Pengertian peran di sini pun tidak didasarkan pada jenis kelamin dan pembakuan peran, bahwa suami sebagai pencari nafkah sedangkan isteri sebagai ibu rumah tangga. Dalam hal suami memang tidak bekerja, tetapi dia masih memiliki peran besar dalam menjaga keutuhan dan kelangsungan keluarga, seperti mengurusi urusan rumah tangga, mengantar dan menjemput anak maupun isteri, bahkan berbelanja dan menyediakan kebutuhan makan dan minum, ketika isteri bekerja, maka suami tersebut masih layak untuk mendapatkan hak separoh harta bersama. Sebab meskipun pihak suami tidak bekerja sendiri untuk memperoleh harta, namun dengan memelihara anak-anak dan membereskan urusan rumah
tangga itu, pihak isteri telah menerima bantuan yang sangat berharga dan sangat mempengaruhi kelancaran pekerjaannya sehari-hari, sehingga secara tidak langsung juga mempengaruhi jumlah harta yang diperoleh. Sebaliknya, ketika isteri bekerja, sedangkan pihak suami tidak menjalankan peran yang semestinya sebagai patner isteri untuk menjaga keutuhan dan kelangsungan keluarga, pembagian harta bersama separoh bagi isteri dan separoh bagi suami tersebut tidak sesuai dengan rasa keadilan. Dalam hal ini bagian isteri harus lebih banyak dari pihak suami. Dalam kasus ini mungkin azas ”sakgendong sakpikul” dapat diadopsi sebagai salah satu pilihan, tetapi penerapannya dibalik, dalam arti bahwa pihak isteri mendapatkan dua-pertiga dari harta bersama dan pihak suami hanya sepertiga harta bersama. Bahkan ketika ternyata pihak suami selama dalam perkawinan justru boros, sering judi maupun mabuk, maka tidak sepantasnya suami tersebut mendapatkan hak dalam pembagian harta bersama.
D. PENUTUP
Berdasarkan pembahasan sebelumnya, maka dapat ditarik sebuah kesimpulan bahwa meskipun hukum positif (BW/KHI) secara tegas mengatur bahwa pembagian harta bersama antara suami isteri pasca perceraian atau kematian salah satu pihak adalah masing-masing mendapat separoh dari harta bersama, ketentuan tersebut bukanlah sebuah ketentuan yang dapat diterapkan secara universal untuk semua kasus pembagian harta bersama. Dalam hal ini, semangat atau tujuan di balik hukum pembagian harta bersama harus diutamakan, yaitu untuk mewujudkan keadilan. Oleh karena itu, dalam penerapan hukum
positif tersebut harus tetap mempertimbangkan bagaimana peran yang dimainkan oleh masing-masing pihak dalam upaya menjaga keutuhan dan kelestarian keluarga, dan bukan semata-mata membagi harta bersama separoh bagi suami dan separoh bagi isteri.
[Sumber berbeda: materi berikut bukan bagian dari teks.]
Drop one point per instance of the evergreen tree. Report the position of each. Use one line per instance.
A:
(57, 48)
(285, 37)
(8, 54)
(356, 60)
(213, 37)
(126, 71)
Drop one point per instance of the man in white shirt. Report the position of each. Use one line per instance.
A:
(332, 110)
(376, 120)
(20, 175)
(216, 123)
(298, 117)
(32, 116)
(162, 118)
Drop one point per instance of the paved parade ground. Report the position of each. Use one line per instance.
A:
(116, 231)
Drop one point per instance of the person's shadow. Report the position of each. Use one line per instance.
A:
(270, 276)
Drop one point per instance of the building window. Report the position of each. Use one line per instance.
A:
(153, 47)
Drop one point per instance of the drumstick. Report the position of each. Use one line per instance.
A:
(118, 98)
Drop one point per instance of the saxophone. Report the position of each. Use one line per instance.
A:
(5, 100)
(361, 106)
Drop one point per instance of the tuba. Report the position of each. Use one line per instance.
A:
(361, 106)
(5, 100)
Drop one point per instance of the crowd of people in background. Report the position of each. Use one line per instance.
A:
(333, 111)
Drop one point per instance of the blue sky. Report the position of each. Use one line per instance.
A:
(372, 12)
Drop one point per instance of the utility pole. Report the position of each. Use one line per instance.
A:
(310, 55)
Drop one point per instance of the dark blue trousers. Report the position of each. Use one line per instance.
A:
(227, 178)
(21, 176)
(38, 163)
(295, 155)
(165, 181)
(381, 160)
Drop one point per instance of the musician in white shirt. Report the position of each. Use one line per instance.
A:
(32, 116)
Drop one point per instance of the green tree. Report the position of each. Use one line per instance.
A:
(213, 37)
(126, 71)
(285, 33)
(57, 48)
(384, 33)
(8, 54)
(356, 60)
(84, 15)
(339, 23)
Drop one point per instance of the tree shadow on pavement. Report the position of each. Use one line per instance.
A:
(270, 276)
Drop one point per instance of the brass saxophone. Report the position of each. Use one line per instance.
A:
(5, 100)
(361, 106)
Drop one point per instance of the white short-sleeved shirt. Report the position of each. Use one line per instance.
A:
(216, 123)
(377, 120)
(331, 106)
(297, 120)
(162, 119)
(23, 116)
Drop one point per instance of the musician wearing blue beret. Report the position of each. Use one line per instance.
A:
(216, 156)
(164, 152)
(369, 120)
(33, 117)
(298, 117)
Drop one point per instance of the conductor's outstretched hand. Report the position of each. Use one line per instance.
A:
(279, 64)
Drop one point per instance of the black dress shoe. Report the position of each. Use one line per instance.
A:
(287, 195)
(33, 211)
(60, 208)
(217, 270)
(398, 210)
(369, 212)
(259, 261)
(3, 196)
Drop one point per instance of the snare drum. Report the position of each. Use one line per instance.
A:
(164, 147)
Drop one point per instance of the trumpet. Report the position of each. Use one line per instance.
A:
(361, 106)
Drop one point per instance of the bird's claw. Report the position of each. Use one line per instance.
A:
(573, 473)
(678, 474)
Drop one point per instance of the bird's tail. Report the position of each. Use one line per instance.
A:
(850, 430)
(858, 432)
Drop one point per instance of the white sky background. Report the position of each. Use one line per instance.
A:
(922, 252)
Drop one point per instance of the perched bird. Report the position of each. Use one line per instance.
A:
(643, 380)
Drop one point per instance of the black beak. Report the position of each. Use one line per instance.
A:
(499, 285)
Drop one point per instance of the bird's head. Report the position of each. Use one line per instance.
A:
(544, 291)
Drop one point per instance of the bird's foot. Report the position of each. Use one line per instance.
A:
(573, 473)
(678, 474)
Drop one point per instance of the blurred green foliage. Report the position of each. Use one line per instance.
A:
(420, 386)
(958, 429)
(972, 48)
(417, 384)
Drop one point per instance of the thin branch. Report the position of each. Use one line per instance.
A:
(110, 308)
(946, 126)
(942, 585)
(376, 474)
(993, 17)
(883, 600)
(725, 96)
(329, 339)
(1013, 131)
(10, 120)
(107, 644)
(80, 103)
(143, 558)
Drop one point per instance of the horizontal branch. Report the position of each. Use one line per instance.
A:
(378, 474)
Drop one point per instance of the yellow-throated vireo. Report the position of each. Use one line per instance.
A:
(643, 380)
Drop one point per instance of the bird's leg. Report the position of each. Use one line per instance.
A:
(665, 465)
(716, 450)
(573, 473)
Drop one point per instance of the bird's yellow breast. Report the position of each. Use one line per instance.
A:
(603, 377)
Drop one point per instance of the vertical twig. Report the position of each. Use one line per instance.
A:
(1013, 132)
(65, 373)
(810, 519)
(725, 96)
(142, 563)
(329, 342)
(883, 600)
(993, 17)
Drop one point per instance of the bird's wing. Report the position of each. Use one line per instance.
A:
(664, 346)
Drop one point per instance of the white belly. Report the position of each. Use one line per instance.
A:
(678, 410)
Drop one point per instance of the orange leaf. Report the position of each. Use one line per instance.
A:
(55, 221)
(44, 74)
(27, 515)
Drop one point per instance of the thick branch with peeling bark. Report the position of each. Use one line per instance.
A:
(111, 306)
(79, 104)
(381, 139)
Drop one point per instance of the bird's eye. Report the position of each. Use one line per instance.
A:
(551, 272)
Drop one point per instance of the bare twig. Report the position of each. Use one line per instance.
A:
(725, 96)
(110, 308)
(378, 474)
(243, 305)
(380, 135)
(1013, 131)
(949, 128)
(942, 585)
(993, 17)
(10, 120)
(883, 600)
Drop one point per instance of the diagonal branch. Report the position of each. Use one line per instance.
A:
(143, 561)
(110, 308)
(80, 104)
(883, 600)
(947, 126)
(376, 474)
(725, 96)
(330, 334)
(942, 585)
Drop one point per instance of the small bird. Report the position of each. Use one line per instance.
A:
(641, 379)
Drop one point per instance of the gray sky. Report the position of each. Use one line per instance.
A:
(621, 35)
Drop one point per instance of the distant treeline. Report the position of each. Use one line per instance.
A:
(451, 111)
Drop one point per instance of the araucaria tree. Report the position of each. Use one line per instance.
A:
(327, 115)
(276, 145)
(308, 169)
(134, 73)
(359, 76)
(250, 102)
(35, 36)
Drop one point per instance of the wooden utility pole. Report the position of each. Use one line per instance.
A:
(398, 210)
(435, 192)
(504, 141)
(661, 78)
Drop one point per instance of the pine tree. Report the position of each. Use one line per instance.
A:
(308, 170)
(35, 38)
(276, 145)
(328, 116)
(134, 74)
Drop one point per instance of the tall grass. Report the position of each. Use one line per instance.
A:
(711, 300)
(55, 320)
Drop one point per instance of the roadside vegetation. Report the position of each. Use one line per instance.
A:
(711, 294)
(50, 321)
Selain itu, pertimbangan juga tidak didasarkan semata-mata pada siapa yang berjerih payah memperoleh harta kekayaan. Karena jika hanya didasarkan pada siapa yang lebih banyak memperoleh harta kekayaan, secara tidak sadar kita telah terjebak pada pola pikir positifisme yang cenderung matematis dan materialis, sehingga peran dalam mengurus rumah tangga seringkali tidak dihargai. Demikianlah ijtihad yang dapat ditawarkan oleh penulis dalam masalah pembagian harta bersama. Semoga apa yang penulis tawarkan dapat lebih memenuhi rasa keadilan yang tumbuh dan berkembang dalam kehidupan masyarakat Indonesia. Amin. Wallahu A’lam Bish-Shawab.
Daftar Pustaka
Wignjodipuro, Surojo, Pengantar dan Azas-Azas Hukum Adat, Edisi II, (t.tp: t.n.p, 1973). Lukito, Ratno, Hukum Sakral dan Hukum Sekuler: Studi Tentang Konflik dan Resolusi dalam Sistem Hukum Indonesia, terj. Inyiak Ridwan Muzir, Cet. I, (Jakarta: Pustaka Alvabet, 2008). Undang-Undang Perkawinan (UU No. 1 Tahun 1974). Kompilasi Hukum Islam (Inpres No. 1 Tahun 1991).